Abstract

Stratigraphic data on gross peat components, plant macrofossils, pollen, ash after ignition, and radiocarbon ages are used to reconstruct the developmental history of the north unit of Caribou Bog in central Maine, which presently consists of a sparsely wooded, ombrotrophic (raised), center surrounded by extensive wooded fen. A lake existed from 12 500 to 8500 BP, when terrestrialization led to peatland initiation throughout the basin within ~500 years. Near the center of the present peatland, limnic sedge fen developed to sedge fen at 8000 BP, and to Larix laricina wooded fen at 7000 BP. At 5500 BP the wooded fen became Sphagnum dominated and sparsely wooded, a condition that has persisted at the peatland center. Only two early transitions are clearly related to climate forcing. An abrupt shift from silt–clay to organic lake sediment ~10 400 BP is typical of basins throughout the region. This shift correlates with rapid changes in local and regional vegetation, and likely reflects increased biological productivity caused by a rapid warming of climate. Peatland initiation 8500–8000 BP coincides with a drop of water level, probably associated with a rapid shift to drier climate.
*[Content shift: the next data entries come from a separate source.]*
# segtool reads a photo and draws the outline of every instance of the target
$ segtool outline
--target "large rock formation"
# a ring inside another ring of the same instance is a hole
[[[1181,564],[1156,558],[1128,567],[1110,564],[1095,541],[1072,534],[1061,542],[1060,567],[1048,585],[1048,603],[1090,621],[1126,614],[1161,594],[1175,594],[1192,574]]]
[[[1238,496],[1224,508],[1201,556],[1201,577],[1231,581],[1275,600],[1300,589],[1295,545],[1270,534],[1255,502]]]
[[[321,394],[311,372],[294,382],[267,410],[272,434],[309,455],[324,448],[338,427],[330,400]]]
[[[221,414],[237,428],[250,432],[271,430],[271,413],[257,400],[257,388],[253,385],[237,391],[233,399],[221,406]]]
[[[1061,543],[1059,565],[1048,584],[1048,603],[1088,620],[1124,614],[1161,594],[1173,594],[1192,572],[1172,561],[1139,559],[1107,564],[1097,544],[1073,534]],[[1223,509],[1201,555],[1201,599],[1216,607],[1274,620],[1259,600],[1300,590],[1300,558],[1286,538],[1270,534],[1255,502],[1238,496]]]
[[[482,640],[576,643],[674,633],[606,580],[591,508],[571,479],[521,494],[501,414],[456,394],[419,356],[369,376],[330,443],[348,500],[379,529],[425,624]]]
We estimate that the water level around the peatland was at least 0.4 m above the present level at and before 8500 BP, dropped at least 1.7 m (min. 1.4 m with correction for peat compaction) in the next 500 years, and rose to the present level around 7000 BP or later. Major hydroseral changes after 8000 BP are asynchronous at several coring sites and are not consistently correlated with regional paleoclimatic events. These changes were probably induced by autogenic hydrological processes associated with peat accumulation. Key words: wetland history, paleoclimate and paleohydrology, pollen, plant macrofossils, peat stratigraphy, Maine.